The U.S.S. Herbert L. Pratt was completed in Alameda, California, in 1918. She was ordered delivered to the Navy but, while off Cape Henlopen, Delaware, on June 3rd 1918, she struck a mine laid by the German submarine U-151. Though her entire forward section was submerged, structural damage was apparently not too severe, as she was quickly salvaged and repaired. While this work was in process, the ship was placed in commission as U.S.S. Herbert L. Pratt in June 1918. At the end of July, she began her first Navy voyage, taking fuel oil to Brest, France, for use by the U.S. warships stationed there. She made a second trans-Atlantic trip, from New York to England and back October through December of 1918. U.S.S. Herbert L. Pratt was decommissioned in mid-January 1919 and returned to her owners, the Atlantic Refining Company. She had more than two-and-a-half decades of further commerical service, taking her through the Second World War. The old ship was placed in the War Shipping Administration's reserve fleet in February 1946 and sold for scrapping in December of that year.
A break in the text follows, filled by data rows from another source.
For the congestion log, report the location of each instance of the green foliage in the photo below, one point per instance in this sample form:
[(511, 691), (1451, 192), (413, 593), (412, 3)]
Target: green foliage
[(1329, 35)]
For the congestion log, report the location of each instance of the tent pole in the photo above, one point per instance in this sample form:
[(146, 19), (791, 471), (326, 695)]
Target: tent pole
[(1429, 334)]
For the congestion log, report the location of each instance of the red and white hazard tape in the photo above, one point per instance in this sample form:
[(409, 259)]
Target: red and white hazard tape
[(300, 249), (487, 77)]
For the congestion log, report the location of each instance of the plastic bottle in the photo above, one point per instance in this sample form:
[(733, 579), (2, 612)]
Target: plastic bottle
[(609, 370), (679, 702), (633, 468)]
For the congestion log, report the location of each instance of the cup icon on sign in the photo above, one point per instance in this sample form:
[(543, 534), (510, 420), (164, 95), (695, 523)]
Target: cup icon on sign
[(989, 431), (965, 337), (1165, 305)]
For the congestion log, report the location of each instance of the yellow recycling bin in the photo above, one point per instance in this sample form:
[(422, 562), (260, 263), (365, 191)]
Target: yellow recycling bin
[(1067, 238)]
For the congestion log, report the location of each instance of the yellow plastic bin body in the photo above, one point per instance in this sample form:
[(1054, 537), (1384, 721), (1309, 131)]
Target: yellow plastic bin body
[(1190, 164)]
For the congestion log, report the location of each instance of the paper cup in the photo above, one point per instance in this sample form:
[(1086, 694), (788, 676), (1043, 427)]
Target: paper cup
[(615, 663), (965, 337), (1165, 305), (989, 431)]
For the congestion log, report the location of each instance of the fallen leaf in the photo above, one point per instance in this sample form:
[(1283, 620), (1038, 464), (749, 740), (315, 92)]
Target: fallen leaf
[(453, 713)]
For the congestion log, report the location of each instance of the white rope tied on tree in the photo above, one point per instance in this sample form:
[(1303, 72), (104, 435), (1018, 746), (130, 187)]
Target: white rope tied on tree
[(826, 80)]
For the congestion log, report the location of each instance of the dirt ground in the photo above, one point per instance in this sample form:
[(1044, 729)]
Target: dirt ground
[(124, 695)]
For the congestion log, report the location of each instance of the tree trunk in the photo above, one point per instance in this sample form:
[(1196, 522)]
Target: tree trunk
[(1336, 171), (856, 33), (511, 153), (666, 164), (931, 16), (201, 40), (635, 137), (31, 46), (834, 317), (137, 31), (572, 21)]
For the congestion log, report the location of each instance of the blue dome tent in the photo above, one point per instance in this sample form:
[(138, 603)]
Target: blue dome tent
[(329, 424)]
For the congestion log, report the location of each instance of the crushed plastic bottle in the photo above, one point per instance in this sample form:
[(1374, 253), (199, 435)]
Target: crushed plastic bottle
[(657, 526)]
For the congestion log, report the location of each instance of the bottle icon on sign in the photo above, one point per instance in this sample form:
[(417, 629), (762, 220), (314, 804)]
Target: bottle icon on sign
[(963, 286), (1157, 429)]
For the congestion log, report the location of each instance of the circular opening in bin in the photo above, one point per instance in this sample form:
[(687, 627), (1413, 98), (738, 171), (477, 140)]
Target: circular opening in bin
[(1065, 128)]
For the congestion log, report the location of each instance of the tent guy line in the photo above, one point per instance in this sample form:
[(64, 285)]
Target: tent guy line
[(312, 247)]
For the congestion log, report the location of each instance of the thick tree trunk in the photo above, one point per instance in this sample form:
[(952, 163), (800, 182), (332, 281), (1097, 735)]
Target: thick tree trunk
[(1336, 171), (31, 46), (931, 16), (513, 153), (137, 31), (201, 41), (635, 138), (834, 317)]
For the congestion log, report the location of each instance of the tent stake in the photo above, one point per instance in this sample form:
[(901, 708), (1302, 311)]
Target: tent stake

• Length: 132.5 m (435 ft)
• Beam: 17.06 m (56 ft)
• Draft: 8.22 m (27 ft)
• Propulsion: One steam turbine engine, single screw, 2,600 horsepower
• Speed: 11 knots (12-13 Mph)
• Capacity: 7,150 tons
• Armament: One 6-pounder
Ancestors Traveled
Dominic Langiano (Born: 1923) was on this vessel working as a cook during World War II in August of 1943. The ship was traveling from New York to the port of Bizerte in Tunisia, Africa.